1.Sf3 b5 2.Sd4 Bb7 3.Sxb5 Bf3 4.gxf3 f6 5.Bh3 Kf2 6.Be6+ Kg6 7.Bxg8 e6 8.0-0 Bd6 9.Kg2 Bxh2 10.Sd6 Qe7 11.Sb7 d6 12.Rh1 Sd7 13.Kf1 Rf8 14.Ke1 Qd8

 いつも通り、盤面の手数計算から始めよう。なくなった駒は白がP1枚、黒がBSPの3枚。また、盤面配置を作るのに白は9手、黒は11手かかる(Qd8も動いているのに注意)。f3で取られたのは明らかにc8にいた黒Bで、その後の
(1)白Bf1をh3-e6-g8と動かす
(2)黒Pe7をe6と突く
(3)黒Bf8をh2まで持っていく
というストーリーを考えると、早い段階でd6を突いてBc8をg4-f3と展開するのは不可能であることが分かる。つまり、Bc8はその反対方向、すなわちb7-f3というルートを辿ったのだ。するとその為にはb筋のPを自力で動かす必要があり、これで黒は14手ちょうどになった。

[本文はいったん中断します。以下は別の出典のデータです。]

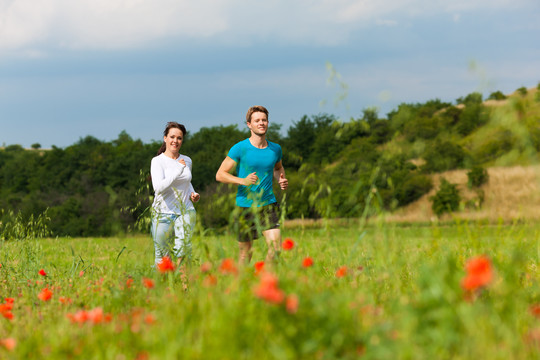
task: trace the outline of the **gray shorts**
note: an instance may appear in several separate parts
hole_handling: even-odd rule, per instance
[[[248,242],[260,237],[263,231],[279,229],[279,205],[268,204],[257,208],[239,207],[235,225],[238,241]]]

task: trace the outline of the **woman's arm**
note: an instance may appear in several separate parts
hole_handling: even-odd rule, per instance
[[[156,158],[152,159],[150,175],[152,176],[152,186],[154,191],[156,193],[162,193],[165,191],[171,186],[174,179],[184,172],[185,167],[186,165],[178,163],[177,168],[175,168],[174,171],[171,171],[168,176],[165,176],[164,164]]]

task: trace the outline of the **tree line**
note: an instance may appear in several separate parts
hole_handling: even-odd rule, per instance
[[[289,179],[285,194],[276,191],[286,218],[391,211],[430,191],[432,173],[536,156],[539,96],[517,91],[506,99],[495,92],[489,99],[508,101],[506,119],[515,122],[499,119],[480,93],[455,104],[402,103],[386,117],[371,108],[348,121],[305,115],[285,133],[271,120],[268,139],[282,145]],[[216,183],[215,173],[230,146],[248,136],[247,129],[230,125],[201,128],[184,140],[181,153],[193,160],[205,229],[221,231],[230,221],[235,188]],[[153,195],[150,161],[160,145],[124,131],[113,141],[87,136],[51,150],[7,146],[0,150],[1,221],[10,213],[29,218],[46,211],[53,235],[108,236],[141,224],[146,231],[141,219],[148,218]]]

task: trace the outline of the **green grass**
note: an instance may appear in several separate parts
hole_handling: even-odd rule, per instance
[[[236,258],[234,237],[196,236],[187,291],[179,272],[151,267],[150,236],[3,242],[0,294],[14,299],[14,318],[0,317],[0,340],[16,346],[0,346],[0,358],[536,359],[539,233],[532,224],[286,229],[295,247],[269,271],[298,298],[296,312],[254,294],[263,241],[235,275],[219,270]],[[481,254],[495,278],[470,299],[464,265]],[[45,287],[48,301],[38,298]],[[95,308],[109,319],[69,319]]]

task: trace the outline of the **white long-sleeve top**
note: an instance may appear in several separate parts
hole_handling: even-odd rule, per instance
[[[186,165],[178,160],[183,159]],[[174,160],[164,153],[154,157],[150,165],[152,186],[154,187],[154,211],[163,214],[183,214],[195,210],[191,202],[191,169],[193,162],[189,156],[180,155]]]

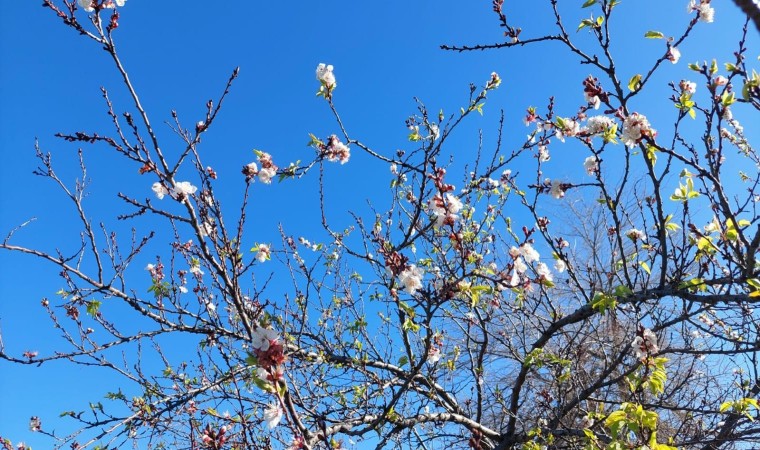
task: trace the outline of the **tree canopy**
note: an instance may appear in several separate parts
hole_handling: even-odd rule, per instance
[[[66,361],[110,374],[104,395],[30,419],[51,445],[760,445],[751,11],[721,38],[725,53],[691,48],[697,62],[688,62],[681,51],[695,30],[720,20],[709,0],[684,5],[667,30],[635,35],[623,17],[646,25],[651,11],[634,3],[549,0],[546,14],[522,23],[494,0],[488,25],[501,40],[437,51],[514,54],[519,70],[552,71],[574,91],[500,104],[503,90],[530,87],[504,71],[474,73],[479,82],[446,93],[455,109],[415,99],[389,150],[371,143],[371,127],[366,139],[352,130],[371,118],[342,114],[341,68],[325,61],[309,100],[332,131],[292,121],[310,150],[291,159],[206,145],[244,72],[231,72],[197,120],[172,111],[160,125],[167,135],[117,46],[123,28],[138,26],[122,18],[132,2],[43,2],[94,43],[100,57],[83,63],[108,62],[123,92],[117,102],[102,88],[107,132],[57,135],[79,148],[77,174],[58,169],[71,154],[36,147],[34,173],[57,190],[39,207],[65,199],[76,245],[64,245],[70,236],[53,250],[27,244],[32,222],[0,244],[5,258],[54,267],[62,286],[30,287],[50,320],[29,327],[52,327],[59,340],[17,352],[10,342],[23,337],[5,334],[3,364]],[[451,41],[461,41],[455,31]],[[634,41],[647,50],[619,51]],[[546,46],[573,63],[542,61]],[[689,78],[670,79],[674,67]],[[481,116],[493,126],[478,130]],[[239,171],[217,171],[223,159]],[[349,181],[352,165],[385,174],[381,184]],[[91,206],[98,178],[138,182]],[[293,198],[264,208],[264,187]],[[313,204],[299,189],[314,189]],[[336,191],[372,197],[346,205]],[[296,234],[300,220],[287,216],[269,231],[278,240],[262,240],[259,218],[286,209],[311,218],[311,234]],[[63,422],[71,431],[56,431]],[[6,449],[26,448],[15,444],[20,430],[0,433]]]

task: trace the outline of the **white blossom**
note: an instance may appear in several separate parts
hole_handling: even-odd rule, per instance
[[[190,273],[192,273],[193,275],[197,277],[200,277],[203,275],[203,271],[201,270],[201,266],[199,265],[190,266]]]
[[[559,123],[562,124],[562,129],[557,127],[554,135],[562,142],[565,142],[566,136],[573,137],[581,131],[580,124],[573,119],[564,118],[559,120]]]
[[[550,193],[552,197],[559,200],[565,196],[565,190],[562,188],[562,182],[560,180],[552,180],[551,184],[552,188]]]
[[[623,143],[628,147],[633,147],[645,137],[654,138],[657,135],[646,116],[639,113],[633,113],[623,121],[623,134],[621,138]]]
[[[93,12],[95,8],[92,7],[92,0],[79,0],[79,7],[84,9],[85,12]]]
[[[438,129],[438,125],[431,123],[428,125],[428,128],[430,128],[430,136],[428,136],[428,138],[431,141],[434,141],[441,136],[441,131]]]
[[[591,155],[583,160],[583,168],[586,169],[586,173],[594,175],[599,171],[599,159],[596,155]]]
[[[562,273],[567,270],[567,264],[565,264],[565,261],[557,259],[557,261],[554,262],[554,270],[558,273]]]
[[[282,408],[278,403],[270,403],[264,410],[264,422],[270,430],[282,420]]]
[[[546,161],[549,161],[550,159],[552,158],[551,158],[551,155],[549,154],[549,147],[546,145],[539,145],[538,146],[538,160],[541,162],[546,162]]]
[[[122,6],[124,6],[124,3],[126,2],[127,0],[106,0],[105,2],[103,2],[103,7],[113,9],[118,6],[119,8],[121,8]]]
[[[428,364],[435,364],[441,359],[441,349],[438,347],[430,347],[428,351],[427,362]]]
[[[549,270],[549,266],[547,266],[546,263],[536,264],[536,273],[546,281],[552,281],[554,279],[552,272]]]
[[[267,167],[259,171],[259,180],[264,184],[271,184],[272,178],[274,178],[275,175],[277,175],[277,171],[271,167]]]
[[[668,54],[665,57],[668,58],[668,61],[675,64],[681,59],[681,50],[678,50],[675,47],[670,47],[668,48]]]
[[[649,328],[646,328],[641,336],[636,336],[631,347],[633,347],[633,354],[638,359],[643,359],[647,355],[653,355],[660,351],[657,346],[657,336]]]
[[[462,201],[456,195],[448,193],[444,197],[436,194],[428,202],[428,208],[435,217],[435,226],[437,227],[442,226],[444,223],[453,223],[459,219],[457,214],[462,210],[463,206]]]
[[[615,121],[607,116],[591,116],[588,118],[586,131],[589,134],[604,133],[615,125]]]
[[[630,238],[632,241],[647,241],[647,234],[636,228],[631,228],[630,230],[626,231],[625,235],[628,236],[628,238]]]
[[[169,193],[169,190],[164,187],[163,184],[156,181],[153,183],[153,186],[151,187],[153,192],[156,194],[156,197],[158,197],[159,200],[163,199],[166,194]]]
[[[425,272],[421,268],[412,264],[399,274],[398,279],[404,285],[404,290],[408,294],[414,295],[418,289],[422,288],[422,277],[424,274]]]
[[[266,262],[270,258],[272,251],[267,244],[259,244],[256,248],[256,260],[260,263]]]
[[[523,261],[522,258],[517,258],[514,263],[515,272],[518,274],[523,274],[525,271],[528,270],[528,265],[525,264],[525,261]]]
[[[536,249],[527,243],[520,246],[520,255],[525,258],[525,262],[528,264],[538,261],[538,259],[541,257]]]
[[[256,327],[256,329],[253,331],[251,347],[255,348],[256,350],[265,352],[269,350],[269,346],[272,343],[277,343],[279,340],[280,335],[276,330],[273,330],[271,328]]]
[[[715,19],[715,9],[710,6],[710,0],[691,0],[688,6],[688,12],[699,12],[699,20],[705,23],[711,23]]]
[[[599,109],[599,106],[602,104],[602,99],[600,99],[598,95],[592,95],[589,92],[584,92],[583,97],[586,99],[587,103],[594,107],[594,109]]]
[[[351,150],[346,144],[338,139],[338,136],[333,134],[327,141],[324,155],[330,162],[340,162],[341,164],[345,164],[351,157]]]
[[[319,63],[317,66],[317,80],[327,89],[337,86],[332,64]],[[321,90],[321,89],[320,89]]]
[[[190,184],[189,181],[177,181],[172,188],[172,197],[182,198],[195,194],[198,188]]]
[[[678,87],[681,88],[682,91],[693,94],[697,92],[697,83],[689,80],[681,80],[680,83],[678,83]]]

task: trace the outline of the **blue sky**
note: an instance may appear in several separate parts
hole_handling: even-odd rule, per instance
[[[588,14],[574,10],[576,3],[582,2],[563,2],[569,24]],[[689,18],[686,3],[621,4],[626,11],[616,19],[620,28],[613,46],[621,73],[641,71],[642,60],[662,54],[662,41],[642,36],[650,29],[679,33]],[[73,180],[77,147],[55,139],[54,133],[110,131],[100,86],[110,91],[117,111],[133,108],[107,55],[39,4],[0,5],[0,188],[5,193],[0,196],[0,233],[35,217],[16,242],[66,253],[77,247],[78,228],[60,194],[31,174],[37,166],[34,139],[39,138],[43,151],[54,153],[61,174]],[[551,25],[544,2],[507,2],[506,8],[524,36],[540,34]],[[667,92],[667,81],[677,83],[689,76],[686,62],[717,55],[719,49],[721,61],[727,60],[740,24],[733,4],[716,2],[716,22],[697,26],[694,39],[681,47],[682,62],[666,67],[655,79],[659,92]],[[578,34],[580,42],[588,41],[584,33]],[[252,149],[268,151],[286,165],[311,156],[305,145],[308,133],[327,136],[338,131],[324,101],[314,96],[314,68],[320,62],[335,66],[335,101],[349,132],[386,154],[410,148],[404,119],[416,111],[414,96],[431,111],[454,112],[466,103],[469,83],[482,84],[492,71],[500,73],[504,84],[489,100],[486,115],[473,118],[451,143],[462,161],[473,155],[478,129],[484,130],[486,142],[495,138],[500,108],[506,113],[506,141],[512,145],[521,143],[528,132],[521,124],[526,107],[543,106],[548,96],[556,95],[560,114],[572,115],[582,103],[581,81],[589,73],[559,51],[558,44],[464,54],[439,50],[444,43],[502,39],[486,1],[235,2],[218,7],[208,2],[129,0],[117,37],[125,65],[169,151],[179,145],[163,124],[171,120],[170,111],[176,110],[185,125],[199,120],[205,102],[217,98],[230,72],[241,67],[201,150],[220,178],[229,180],[220,183],[220,192],[230,198],[237,198],[239,170],[253,161]],[[749,47],[757,49],[757,43],[757,33],[751,32]],[[655,128],[666,130],[673,107],[665,94],[647,99],[638,101],[636,108],[645,111]],[[660,115],[662,124],[656,122]],[[83,149],[93,177],[93,215],[112,220],[124,212],[115,200],[117,192],[150,194],[154,180],[140,178],[136,168],[105,148]],[[556,161],[573,161],[557,164],[555,176],[582,170],[582,157],[560,148],[555,155]],[[338,224],[348,224],[343,211],[349,205],[361,205],[370,197],[380,205],[387,201],[382,193],[390,181],[387,168],[371,165],[358,149],[349,164],[330,166],[327,172]],[[257,185],[252,240],[277,242],[278,222],[293,224],[294,233],[318,235],[315,180],[312,174],[299,183]],[[7,253],[0,253],[0,269],[0,329],[6,350],[49,351],[56,333],[45,321],[39,301],[62,287],[56,271]],[[46,441],[26,431],[29,417],[42,416],[45,425],[52,425],[58,412],[86,406],[87,400],[112,387],[104,377],[103,371],[65,364],[32,368],[0,362],[0,435],[47,447]]]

b筋のPは白Sに食べられる必要があり(これにより白Sの軌跡も定まる)、また黒Sg8は不動のまま取られたことが分かったので、これで白側の駒取りは全て判明した。
 後は初形から手を動かしてみれば、7.0手まではすんなり進む。問題は、白の余った5手だ。これをKのみで消費しようとすると、Bh2に邪魔されてどうしてもうまく奇数手を消費することができない。しかしここで、キャスリングをした後KとRをスイッチバックさせるのが巧妙な構想(これをanti-castlingという)。「tempoを失うためのキャスリング」というテーマは、かなり希少価値のあるものではないだろうか。